Electronic Journal of Differential Equations, Vol. 2024 (2024), No. 17, pp. 1-24.

Title: Signorini's problem for the Bresse beam model with localized Kelvin-Voigt dissipation

Authors: Jaime E. Munoz Rivera (National Laboratory for Sci. Computation, Rio de Janeiro, Brazil)
         Carlos A. da Costa Baldez (Federal Univ. of Para, Brazil)
         Sebastiao M. S. Cordeiro (Federal Univ. of Para, Brazil)

Abstract: 
We prove the existence of a global solution to Signorini's problem for the localized
viscoelastic Bresse beam model (circular arc) with continuous and discontinuous
constitutive laws.

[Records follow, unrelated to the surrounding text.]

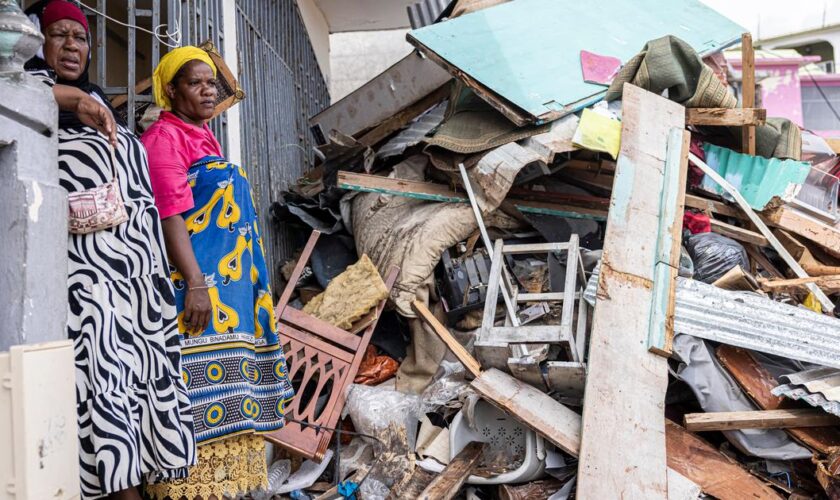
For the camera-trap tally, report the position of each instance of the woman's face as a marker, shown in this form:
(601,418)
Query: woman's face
(66,48)
(193,93)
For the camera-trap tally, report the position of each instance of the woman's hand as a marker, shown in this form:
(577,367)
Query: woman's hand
(197,310)
(93,114)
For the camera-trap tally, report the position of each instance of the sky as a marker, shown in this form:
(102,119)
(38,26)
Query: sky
(770,18)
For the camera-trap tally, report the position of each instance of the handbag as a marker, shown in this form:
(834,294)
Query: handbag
(97,208)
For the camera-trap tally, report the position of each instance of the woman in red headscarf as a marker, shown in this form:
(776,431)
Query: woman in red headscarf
(134,414)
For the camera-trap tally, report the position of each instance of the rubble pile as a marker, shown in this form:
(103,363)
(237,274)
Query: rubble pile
(603,274)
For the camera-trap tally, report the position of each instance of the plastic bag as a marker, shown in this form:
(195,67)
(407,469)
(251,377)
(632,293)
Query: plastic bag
(277,475)
(375,410)
(713,255)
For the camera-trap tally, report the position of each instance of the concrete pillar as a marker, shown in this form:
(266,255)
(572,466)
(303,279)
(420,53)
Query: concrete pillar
(33,227)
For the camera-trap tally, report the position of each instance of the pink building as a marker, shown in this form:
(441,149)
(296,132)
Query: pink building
(791,86)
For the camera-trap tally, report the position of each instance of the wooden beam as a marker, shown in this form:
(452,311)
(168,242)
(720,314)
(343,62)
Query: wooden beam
(747,91)
(717,474)
(623,442)
(757,383)
(804,225)
(446,485)
(739,233)
(712,206)
(825,302)
(768,419)
(829,284)
(725,117)
(469,362)
(430,191)
(548,418)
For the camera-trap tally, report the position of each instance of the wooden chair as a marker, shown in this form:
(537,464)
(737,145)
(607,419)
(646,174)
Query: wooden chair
(324,359)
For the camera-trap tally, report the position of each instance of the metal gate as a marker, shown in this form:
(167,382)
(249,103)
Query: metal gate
(199,21)
(285,87)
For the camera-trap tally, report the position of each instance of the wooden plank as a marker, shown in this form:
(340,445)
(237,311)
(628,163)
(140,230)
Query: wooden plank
(712,206)
(757,383)
(669,241)
(808,227)
(403,84)
(446,485)
(725,117)
(623,441)
(537,334)
(829,284)
(717,474)
(747,91)
(532,407)
(739,233)
(767,419)
(755,254)
(823,299)
(430,191)
(457,349)
(535,490)
(413,486)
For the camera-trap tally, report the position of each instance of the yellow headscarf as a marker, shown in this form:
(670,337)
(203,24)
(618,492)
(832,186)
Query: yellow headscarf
(169,66)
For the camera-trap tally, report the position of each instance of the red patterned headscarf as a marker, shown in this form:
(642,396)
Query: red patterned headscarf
(62,9)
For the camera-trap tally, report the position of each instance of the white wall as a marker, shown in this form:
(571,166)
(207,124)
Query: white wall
(357,57)
(319,34)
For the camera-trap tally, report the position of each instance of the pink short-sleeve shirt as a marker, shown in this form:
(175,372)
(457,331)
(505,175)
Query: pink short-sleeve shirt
(172,146)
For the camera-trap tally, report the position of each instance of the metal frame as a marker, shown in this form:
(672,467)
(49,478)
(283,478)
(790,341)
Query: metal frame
(494,342)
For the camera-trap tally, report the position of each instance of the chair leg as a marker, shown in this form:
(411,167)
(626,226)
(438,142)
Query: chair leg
(302,261)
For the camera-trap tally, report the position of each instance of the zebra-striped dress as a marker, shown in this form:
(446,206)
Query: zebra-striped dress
(135,420)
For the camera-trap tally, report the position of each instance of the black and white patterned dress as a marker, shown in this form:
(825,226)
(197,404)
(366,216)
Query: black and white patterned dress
(135,420)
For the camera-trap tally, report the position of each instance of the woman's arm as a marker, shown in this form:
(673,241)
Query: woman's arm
(90,111)
(197,306)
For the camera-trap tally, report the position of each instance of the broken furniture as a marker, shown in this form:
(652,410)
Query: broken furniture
(322,362)
(504,436)
(493,343)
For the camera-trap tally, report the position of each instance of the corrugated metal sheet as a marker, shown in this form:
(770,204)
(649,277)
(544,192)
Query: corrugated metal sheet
(750,321)
(758,179)
(426,12)
(819,387)
(414,133)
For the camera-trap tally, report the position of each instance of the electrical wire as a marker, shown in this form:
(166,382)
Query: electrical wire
(175,35)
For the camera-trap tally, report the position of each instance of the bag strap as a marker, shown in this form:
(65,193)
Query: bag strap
(113,162)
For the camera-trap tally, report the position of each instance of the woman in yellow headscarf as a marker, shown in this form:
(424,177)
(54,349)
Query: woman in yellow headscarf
(232,362)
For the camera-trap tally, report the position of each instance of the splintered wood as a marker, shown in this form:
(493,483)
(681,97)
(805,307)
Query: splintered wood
(757,383)
(717,474)
(623,434)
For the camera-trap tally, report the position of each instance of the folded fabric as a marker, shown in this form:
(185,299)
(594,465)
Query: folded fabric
(669,63)
(472,126)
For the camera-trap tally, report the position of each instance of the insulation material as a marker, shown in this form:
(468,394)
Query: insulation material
(350,295)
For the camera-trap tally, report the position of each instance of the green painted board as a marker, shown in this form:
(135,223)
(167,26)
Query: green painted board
(459,199)
(528,51)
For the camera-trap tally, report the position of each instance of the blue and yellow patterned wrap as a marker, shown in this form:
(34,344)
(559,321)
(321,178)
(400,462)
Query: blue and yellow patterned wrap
(235,370)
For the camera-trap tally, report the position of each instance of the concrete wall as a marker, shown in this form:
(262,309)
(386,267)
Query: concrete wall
(355,58)
(33,248)
(319,34)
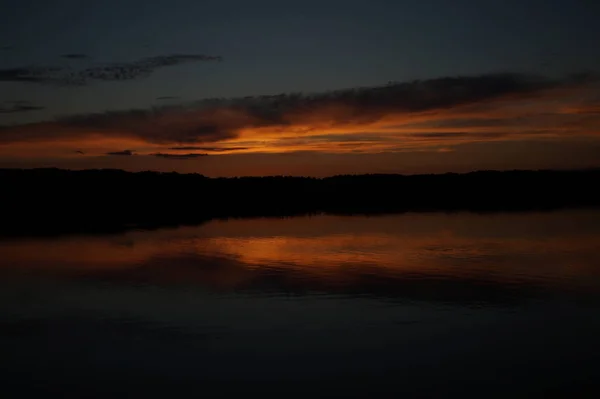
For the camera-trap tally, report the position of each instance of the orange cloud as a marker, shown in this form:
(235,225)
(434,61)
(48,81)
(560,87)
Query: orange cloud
(415,116)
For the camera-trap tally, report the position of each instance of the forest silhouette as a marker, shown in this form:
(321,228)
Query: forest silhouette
(55,201)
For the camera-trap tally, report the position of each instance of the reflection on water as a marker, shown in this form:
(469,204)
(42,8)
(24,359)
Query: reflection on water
(434,303)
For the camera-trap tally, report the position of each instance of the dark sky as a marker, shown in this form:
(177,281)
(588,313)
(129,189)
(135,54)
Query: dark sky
(60,59)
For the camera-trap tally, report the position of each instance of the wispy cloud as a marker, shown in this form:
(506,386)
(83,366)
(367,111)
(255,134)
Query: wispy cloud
(13,107)
(76,56)
(66,76)
(208,149)
(121,153)
(431,113)
(178,156)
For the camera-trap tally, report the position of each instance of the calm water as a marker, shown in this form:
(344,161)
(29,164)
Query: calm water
(428,305)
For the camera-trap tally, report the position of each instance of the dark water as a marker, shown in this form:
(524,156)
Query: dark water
(425,305)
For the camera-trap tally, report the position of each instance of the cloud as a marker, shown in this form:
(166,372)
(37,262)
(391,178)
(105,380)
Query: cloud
(18,107)
(209,149)
(108,72)
(121,153)
(178,156)
(392,117)
(30,74)
(75,56)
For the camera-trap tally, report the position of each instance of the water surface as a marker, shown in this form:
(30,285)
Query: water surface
(421,304)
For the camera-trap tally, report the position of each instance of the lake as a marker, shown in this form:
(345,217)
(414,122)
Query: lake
(415,304)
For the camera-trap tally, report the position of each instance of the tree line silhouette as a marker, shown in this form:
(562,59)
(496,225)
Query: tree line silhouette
(49,201)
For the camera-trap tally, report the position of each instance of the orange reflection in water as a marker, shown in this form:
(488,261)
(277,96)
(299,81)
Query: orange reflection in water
(558,248)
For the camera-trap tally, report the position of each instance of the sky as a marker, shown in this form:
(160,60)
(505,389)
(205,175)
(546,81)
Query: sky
(314,88)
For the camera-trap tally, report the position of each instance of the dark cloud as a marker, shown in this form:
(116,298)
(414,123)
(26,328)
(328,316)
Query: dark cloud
(208,149)
(452,135)
(122,153)
(75,56)
(108,72)
(178,156)
(31,74)
(215,120)
(19,106)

We show that when the constitutive law is continuous, the
solution decays exponentially to zero, and when the constitutive law is
discontinuous the solution decays only polynomially to zero.
The method we use for proving our result is different the others already used
in Signorini's problem and is based on approximations through a hybrid model.
Also, we present some numerical results using discrete approximations in time
and space, based on the finite element method on the spatial variable and the
implicit Newmark method to the discretized the temporal variable.

Submitted October 12, 2023. Published February 13, 2024.
Math Subject Classifications: 74H45, 74H20, 74H15, 93D20, 74K10, 74M15.
Key Words: Bresse beams; dynamic vibrations; contact problem;
    localized dissipation; asymptotic behavior; numerical experiment.